I'm trying to tame my rats and we're on day 4.

So far, they'll sometimes come to the edge of the cage when I hold out my hand, after a few nibbles (and seeing that I wont hurt them) sometimes they'll put their little hands on my finger.
Today, I had their door open and they gave me some small nibbles on my finger tips and then they tried pulling my fingers (or hand?) into the cage. They didn't hurt me at all, and they didn't leave any punctures marks or anything, they only put enough force into the nibbles that I could feel them pulling.

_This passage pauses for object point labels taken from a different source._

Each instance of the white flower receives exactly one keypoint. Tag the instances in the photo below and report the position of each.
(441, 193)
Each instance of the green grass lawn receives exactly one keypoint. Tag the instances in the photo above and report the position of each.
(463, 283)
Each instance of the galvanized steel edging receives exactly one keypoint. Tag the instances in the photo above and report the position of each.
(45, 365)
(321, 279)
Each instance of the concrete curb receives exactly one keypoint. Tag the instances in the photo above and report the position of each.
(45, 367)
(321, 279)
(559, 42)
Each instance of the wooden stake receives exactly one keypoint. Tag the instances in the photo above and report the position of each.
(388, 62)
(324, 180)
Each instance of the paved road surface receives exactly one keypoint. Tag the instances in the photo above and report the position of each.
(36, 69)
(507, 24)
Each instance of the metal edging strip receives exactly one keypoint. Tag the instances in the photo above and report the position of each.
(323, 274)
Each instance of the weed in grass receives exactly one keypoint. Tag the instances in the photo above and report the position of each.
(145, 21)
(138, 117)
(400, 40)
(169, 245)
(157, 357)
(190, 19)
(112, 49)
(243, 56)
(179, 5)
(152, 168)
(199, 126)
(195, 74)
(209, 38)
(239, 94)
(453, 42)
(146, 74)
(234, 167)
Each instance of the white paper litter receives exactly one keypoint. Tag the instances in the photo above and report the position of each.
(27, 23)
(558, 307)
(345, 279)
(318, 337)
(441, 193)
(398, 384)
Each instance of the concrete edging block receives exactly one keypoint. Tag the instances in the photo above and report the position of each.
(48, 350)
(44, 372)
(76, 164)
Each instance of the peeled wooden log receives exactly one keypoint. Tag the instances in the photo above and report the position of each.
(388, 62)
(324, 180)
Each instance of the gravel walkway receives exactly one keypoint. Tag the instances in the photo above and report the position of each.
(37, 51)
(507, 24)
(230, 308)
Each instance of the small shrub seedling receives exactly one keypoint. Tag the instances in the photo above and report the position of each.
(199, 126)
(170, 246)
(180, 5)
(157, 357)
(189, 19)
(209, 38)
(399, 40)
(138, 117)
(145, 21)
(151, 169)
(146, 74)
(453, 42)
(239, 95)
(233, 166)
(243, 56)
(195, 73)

This is new behavior for them and I don't think it was aggressive behavior, but I was wondering if anyone has had their rats do that before?


----------



## Hedgian (Aug 18, 2014)

Blaze does that some times but it's never aggressive. I just see it as "Come closer and love me more" or "Come closer so I can nibble/lick your hand better"


----------



## kksrats (Jul 25, 2014)

Mine do this to me occasionally when they think I might have something in/on my hand. As long as they're not being aggressive about it, it's fine. If the nibbles get too hard just say no in a stern voice, they'll get the idea eventually.


----------



## ilovescience (May 14, 2014)

Ditto to the above two posts. 

Basil will do this sometimes when she wants to play, but it is *never* aggressive. It's more like "come inside the cage so we can play!" or "come inside so i can store you with my hidden stash of toys and food." LOOL

If it seems aggressive, I'd check out the immersion thread


----------



## aimleigh (Feb 7, 2014)

mine do the same, but he will pull my finger in with his hands and just leave it there lol or to scratch him tummy lol.


----------



## BlackAce (Apr 18, 2013)

Haha yeah I agree with what's been said above  Loki has gotten to the point where he'll gently take my fingers in his mouth while pushing with his paws and shove my hand away when he's sleeping and I happen to "bother" him with my intrusive petting. Naughty mommy! And sassy boy! lol So I'd take it as an endearing thing from your ratties


----------